CISC vs RISC - Does it affect cooling?

Vya Domus · Dec 8, 2019

R-T-B said:
There you go, no example necessary.

At this point I am fairly convinced you never had an example in mind to being with.

R-T-B said:
Implementing a instruction, takes transistors. CISC has more instructions.

As I explained above, the difference this makes in real world is practically zero. Half or more of most CPU's transistor budget these days is just the cache for crying out loud.

EPYC 7742 a 64 core x86 CPU is 32 billion transistors and Graviton2 an ARM based CPU, also 64 cores, is 30 billion transistors. Not quite what you'd except is it ?

FordGT90Concept · Dec 8, 2019

windwhirl said:
Does anyone know if that's actually true or not?

No. Most Intel Atoms are passively cooled, for example.

All processors have thermal/power design envelopes to meet. It just happens that most CISC processors target high power applications.

Superscalar processors (like Ryzen and Core) have CISC frontends with RISC execution units.

The fundamental difference between CISC and RISC is that CISC takes care of a lot of memory operations internally where RISC doesn't.
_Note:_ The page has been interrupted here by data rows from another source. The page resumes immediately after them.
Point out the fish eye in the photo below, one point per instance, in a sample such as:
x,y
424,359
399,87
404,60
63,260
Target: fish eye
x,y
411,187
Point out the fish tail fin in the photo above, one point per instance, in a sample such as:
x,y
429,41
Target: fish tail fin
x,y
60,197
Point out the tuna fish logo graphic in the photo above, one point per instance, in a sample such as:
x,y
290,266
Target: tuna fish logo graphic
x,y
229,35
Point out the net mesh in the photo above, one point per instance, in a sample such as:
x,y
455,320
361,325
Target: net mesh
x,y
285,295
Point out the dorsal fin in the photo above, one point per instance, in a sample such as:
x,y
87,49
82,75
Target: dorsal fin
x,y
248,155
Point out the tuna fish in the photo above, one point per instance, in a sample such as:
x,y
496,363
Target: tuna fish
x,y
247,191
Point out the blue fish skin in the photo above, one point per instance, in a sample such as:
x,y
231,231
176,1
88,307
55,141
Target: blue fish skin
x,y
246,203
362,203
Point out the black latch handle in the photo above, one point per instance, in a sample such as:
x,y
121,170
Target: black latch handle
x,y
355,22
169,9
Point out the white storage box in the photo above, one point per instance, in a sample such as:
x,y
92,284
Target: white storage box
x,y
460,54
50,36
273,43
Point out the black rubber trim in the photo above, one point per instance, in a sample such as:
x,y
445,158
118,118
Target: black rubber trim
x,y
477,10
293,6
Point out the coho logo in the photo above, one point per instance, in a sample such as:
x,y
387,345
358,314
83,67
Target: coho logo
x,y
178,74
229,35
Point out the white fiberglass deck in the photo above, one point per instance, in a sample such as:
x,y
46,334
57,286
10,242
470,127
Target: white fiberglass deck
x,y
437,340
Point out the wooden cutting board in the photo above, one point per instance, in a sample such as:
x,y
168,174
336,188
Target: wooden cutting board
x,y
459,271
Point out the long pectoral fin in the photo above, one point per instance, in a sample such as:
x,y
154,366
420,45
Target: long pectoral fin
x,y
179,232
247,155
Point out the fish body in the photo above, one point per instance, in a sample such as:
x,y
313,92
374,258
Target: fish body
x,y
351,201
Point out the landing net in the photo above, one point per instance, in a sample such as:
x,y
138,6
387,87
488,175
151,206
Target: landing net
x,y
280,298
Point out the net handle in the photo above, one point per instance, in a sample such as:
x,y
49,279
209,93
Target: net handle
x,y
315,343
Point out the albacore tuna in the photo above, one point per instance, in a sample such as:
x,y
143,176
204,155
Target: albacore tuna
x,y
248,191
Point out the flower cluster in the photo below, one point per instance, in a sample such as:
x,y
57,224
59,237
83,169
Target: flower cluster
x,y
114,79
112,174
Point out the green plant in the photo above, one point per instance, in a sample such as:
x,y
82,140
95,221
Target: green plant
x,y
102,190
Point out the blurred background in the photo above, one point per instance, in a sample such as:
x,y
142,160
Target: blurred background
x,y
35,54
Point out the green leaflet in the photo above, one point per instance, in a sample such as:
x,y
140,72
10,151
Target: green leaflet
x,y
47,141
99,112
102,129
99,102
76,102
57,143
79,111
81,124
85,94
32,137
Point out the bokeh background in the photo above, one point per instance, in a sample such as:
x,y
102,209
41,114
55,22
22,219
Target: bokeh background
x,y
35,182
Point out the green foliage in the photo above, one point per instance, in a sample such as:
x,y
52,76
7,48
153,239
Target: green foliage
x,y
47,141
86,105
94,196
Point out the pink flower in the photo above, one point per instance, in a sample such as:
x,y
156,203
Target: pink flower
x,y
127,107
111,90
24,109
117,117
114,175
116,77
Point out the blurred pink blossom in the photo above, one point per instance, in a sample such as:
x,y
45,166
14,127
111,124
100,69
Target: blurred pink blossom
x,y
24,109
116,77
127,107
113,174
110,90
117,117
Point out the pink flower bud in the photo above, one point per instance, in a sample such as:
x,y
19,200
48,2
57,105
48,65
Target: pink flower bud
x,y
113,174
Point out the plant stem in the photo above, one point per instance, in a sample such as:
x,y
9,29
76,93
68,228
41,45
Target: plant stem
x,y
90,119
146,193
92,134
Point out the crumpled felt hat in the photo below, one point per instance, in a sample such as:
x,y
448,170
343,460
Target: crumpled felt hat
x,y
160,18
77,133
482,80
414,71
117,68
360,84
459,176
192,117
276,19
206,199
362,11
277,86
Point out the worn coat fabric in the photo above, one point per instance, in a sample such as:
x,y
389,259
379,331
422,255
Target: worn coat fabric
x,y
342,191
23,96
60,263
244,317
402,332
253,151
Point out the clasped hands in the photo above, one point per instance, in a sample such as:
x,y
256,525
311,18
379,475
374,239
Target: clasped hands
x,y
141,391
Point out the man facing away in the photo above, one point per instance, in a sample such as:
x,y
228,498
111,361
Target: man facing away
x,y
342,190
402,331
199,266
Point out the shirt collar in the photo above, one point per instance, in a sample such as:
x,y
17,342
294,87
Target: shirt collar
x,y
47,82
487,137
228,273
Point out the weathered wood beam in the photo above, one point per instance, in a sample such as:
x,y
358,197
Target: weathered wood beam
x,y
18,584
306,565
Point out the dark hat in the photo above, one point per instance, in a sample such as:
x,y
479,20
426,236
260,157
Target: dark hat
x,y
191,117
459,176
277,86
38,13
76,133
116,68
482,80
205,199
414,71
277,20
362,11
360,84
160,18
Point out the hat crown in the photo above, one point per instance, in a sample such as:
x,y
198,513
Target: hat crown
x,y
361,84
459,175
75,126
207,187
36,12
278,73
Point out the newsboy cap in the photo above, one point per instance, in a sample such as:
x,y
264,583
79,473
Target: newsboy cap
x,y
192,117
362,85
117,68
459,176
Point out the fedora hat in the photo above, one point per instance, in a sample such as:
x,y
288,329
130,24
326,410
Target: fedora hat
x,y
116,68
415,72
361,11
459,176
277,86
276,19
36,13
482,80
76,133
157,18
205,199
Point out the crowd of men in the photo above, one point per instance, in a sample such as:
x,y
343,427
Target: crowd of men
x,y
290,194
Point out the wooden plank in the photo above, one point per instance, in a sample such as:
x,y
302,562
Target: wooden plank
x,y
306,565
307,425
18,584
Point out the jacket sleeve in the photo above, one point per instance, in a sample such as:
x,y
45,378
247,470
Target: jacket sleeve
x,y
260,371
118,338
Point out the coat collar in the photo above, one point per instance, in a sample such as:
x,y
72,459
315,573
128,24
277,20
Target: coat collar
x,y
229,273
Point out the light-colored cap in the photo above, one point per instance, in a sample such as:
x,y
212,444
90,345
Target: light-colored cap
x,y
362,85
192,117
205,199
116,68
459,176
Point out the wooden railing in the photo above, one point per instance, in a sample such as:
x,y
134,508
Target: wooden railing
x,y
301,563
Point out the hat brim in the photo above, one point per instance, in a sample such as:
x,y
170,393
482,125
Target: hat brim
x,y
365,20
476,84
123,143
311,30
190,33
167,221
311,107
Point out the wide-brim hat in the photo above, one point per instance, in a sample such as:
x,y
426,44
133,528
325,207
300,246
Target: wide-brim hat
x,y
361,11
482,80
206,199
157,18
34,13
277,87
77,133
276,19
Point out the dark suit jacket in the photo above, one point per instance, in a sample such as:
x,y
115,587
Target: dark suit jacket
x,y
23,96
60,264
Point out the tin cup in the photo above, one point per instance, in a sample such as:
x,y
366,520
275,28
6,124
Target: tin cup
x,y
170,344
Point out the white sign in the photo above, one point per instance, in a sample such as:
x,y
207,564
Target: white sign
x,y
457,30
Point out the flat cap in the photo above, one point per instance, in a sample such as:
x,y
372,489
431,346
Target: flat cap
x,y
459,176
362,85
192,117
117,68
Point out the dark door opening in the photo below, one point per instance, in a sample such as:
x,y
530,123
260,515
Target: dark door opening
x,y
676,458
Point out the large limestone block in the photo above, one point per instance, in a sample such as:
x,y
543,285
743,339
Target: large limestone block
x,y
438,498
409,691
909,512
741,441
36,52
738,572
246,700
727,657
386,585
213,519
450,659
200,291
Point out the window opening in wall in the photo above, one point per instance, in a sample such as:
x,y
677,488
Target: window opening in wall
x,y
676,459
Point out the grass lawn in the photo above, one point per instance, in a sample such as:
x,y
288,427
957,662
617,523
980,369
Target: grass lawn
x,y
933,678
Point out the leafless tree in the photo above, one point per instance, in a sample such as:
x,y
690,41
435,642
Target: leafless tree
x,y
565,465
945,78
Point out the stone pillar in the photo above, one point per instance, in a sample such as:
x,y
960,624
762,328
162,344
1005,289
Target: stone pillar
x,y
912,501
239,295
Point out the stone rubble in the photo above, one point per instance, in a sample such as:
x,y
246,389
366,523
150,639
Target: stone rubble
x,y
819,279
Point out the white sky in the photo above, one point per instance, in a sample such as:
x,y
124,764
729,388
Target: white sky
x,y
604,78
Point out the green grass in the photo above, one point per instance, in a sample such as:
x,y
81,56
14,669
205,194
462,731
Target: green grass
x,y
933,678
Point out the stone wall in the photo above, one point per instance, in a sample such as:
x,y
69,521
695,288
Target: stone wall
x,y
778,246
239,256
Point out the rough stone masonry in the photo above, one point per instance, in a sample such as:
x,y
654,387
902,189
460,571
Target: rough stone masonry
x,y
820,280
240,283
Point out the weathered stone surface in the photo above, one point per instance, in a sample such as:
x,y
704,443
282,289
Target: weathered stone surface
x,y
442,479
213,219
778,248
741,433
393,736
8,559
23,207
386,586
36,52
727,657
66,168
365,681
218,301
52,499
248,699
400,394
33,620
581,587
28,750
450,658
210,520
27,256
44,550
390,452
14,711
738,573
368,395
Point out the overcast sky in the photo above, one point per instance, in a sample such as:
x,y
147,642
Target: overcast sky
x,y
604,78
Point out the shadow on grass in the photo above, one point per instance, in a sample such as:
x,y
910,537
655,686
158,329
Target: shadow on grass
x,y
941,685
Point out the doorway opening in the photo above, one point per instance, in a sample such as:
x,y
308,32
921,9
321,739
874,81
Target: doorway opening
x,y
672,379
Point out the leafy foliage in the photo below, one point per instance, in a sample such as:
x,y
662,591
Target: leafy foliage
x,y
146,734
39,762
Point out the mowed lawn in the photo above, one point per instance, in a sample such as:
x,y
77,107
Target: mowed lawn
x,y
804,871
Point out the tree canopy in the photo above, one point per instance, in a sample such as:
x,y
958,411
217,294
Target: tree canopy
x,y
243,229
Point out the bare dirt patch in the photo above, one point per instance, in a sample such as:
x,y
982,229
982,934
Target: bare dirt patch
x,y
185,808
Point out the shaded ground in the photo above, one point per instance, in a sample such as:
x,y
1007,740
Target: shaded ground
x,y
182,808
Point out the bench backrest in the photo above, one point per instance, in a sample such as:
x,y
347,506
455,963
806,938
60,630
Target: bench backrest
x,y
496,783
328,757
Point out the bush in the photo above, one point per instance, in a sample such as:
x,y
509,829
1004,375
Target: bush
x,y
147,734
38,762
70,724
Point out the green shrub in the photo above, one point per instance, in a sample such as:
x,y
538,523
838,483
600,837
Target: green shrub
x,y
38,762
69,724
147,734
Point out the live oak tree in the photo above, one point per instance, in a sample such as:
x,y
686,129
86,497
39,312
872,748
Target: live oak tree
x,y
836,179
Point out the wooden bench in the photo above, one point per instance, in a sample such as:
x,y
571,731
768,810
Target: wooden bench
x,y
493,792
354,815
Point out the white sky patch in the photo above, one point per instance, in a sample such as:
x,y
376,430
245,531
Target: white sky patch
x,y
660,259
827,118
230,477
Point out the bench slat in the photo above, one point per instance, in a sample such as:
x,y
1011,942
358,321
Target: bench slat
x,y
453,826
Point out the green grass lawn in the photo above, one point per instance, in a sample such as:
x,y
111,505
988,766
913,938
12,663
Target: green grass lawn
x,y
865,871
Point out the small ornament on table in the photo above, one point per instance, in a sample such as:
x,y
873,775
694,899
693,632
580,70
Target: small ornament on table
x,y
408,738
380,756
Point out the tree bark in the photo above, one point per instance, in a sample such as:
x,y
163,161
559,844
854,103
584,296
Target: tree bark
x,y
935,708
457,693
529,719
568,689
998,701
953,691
That allows complex operations to be micromanaged in integrated circuits to accelerate it. Because of those circuits, for example, CPUs can do a much better job at hardware transcoding video streams than ASICs do which RISC architectures like ARM uses. They tend to sacrifice accuracy for performance.

R-T-B · Dec 9, 2019

biffzinker said:
Only on the front end for decoding though, the back end is RISC (K.)

I'd say RISC won the battle between CISC, and RISC when the backend of a x86 processor decodes to a internal RISC ISA.

Again, waters are muddied to Oblivion. But still, implementing that takes extra transistors: point stands.

Vya Domus said:
At this point I am fairly convinced you never had an example in mind to being with.

You dismissed the only example I could provide besides logical ones as "pointless without power consumption figures"

So until I establish less instructions is less power expensive than more, showing you assembly instruction listings is pointless.

Vya Domus said:
As I explained above, the difference this makes in real world is practically zero.

...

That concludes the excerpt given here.